Giuseppe e la sua famiglia, per sua stessa ammissione, erano giovanniti. Altri documenti vedono questa famiglia nel XIX secolo presente a Malta. Ce lo ricorda il botanico e linguista fiorentino Attilio Zuccagni Orlandini, che in una sua pubblicazione celebra tale giovane fiorentina Elena Pierotti, che tradusse per lui dal maltese idioma scritti che si apprestava a pubblicare, perché vissuta per un certo periodo a Malta. Anno 1864.[2] E nel 1870 Giuseppe Pierotti viveva a Firenze, Via delle Ruote, Fortezza da Basso, come sta scritto in una lettera presente alla Biblioteca Nazionale Centrale di Firenze indirizzata a Telemaco Signorini.[3] Solo assonanze? Forse, anche qui ho pubblicato in rete. Ipotesi e documenti di cui ho chiesto a storici illustri un vaglio che fino a ora non ho ricevuto. Certo è che il Generale dei Domenicani, il Cardinale Raffaele Pierotti, era cugino di mio padre e teneva ancora nel 1890 i rapporti con Padre Henry Newman, ex membro del Movimento di Oxford, che aveva voluto affrancare la Chiesa Romana nella prima metà del XIX secolo, proiettandola nella ricerca spasmodica di un’unità nazionale italiana.

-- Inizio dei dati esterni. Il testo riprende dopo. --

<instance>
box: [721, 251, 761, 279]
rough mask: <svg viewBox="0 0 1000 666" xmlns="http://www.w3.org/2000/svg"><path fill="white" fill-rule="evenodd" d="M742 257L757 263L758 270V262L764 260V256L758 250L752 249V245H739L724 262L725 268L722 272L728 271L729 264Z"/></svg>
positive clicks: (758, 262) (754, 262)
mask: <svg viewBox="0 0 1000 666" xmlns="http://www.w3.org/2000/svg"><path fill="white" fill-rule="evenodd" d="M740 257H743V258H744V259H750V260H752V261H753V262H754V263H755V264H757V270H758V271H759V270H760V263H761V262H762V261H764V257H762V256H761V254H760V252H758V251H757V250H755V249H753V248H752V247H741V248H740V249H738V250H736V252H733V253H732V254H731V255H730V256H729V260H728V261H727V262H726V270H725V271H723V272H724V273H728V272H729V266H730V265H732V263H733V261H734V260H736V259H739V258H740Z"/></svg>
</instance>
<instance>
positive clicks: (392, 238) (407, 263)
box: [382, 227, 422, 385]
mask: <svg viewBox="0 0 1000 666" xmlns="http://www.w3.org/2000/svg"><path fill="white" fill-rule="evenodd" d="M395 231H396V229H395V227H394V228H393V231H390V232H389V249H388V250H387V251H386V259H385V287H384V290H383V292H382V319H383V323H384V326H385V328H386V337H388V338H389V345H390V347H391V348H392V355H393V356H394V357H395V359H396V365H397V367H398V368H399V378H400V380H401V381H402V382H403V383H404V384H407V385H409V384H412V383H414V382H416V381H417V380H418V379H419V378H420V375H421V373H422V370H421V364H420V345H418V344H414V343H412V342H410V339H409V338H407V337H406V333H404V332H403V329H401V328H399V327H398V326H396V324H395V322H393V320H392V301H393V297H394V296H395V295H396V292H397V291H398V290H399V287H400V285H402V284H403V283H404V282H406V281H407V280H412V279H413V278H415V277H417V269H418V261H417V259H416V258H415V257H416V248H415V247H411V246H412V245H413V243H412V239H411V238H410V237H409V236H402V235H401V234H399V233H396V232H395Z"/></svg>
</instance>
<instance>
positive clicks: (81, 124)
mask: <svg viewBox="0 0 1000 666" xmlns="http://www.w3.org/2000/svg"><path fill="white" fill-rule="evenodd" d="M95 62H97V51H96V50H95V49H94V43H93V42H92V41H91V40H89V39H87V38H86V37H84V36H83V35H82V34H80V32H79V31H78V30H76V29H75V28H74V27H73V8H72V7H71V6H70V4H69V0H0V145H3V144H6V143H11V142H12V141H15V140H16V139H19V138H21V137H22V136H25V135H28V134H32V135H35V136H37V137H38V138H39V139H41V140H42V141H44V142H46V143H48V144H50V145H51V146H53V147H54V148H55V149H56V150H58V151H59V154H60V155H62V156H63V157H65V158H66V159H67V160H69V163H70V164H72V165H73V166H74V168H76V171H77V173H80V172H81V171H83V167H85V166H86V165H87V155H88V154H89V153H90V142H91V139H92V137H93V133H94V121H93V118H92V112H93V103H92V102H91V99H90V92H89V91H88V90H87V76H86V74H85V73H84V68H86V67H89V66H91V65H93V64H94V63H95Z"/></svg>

Anno 1860. Giuseppe Pierotti in Londra scolpisce il busto di Sir James Charles Fox, zio di quel Sir Henry Holland che tutto diede alla causa italiana. Busto presente oggi nei locali dell’Università di Oxford. Solo coincidenze? Non direi. Quelli del Bec. Di Pagano, di Matilde, dei suoi cugini fanti. Fanti che con Pagano con ogni probabilità, viste le situazioni politiche descritte in questo breve saggio, furono avversari costruttivi, direi avversari che continuarono a praticare quella strada che unisce ancora Anchiano, in quel di Borgo a Mozzano, Media Valle del Serchio, con la Brancoleria Lucchese, la terra di Anselmo da Baggio, di Matilde, di Pagano da Corsena, ma soprattutto Suffredinga. Perché mai quella strada, oggi regno dei ciclisti e degli escursionisti, venne abbandonata. E mai la schiatta longobarda più potente sul territorio si sentì estromessa dalla Brancoleria, da Lucca, e dal potere che ne derivava.


Note

1 Biblioteca Nazionale Centrale di Firenze, Carte Capponi, riferimento IX

2 Attilio Zuccagni Orlandini, raccolta di dialetti con indicazioni etnologiche, Firenze 1864.

3 Biblioteca Nazionale Centrale di Firenze, Carteggi Vari, 471,62.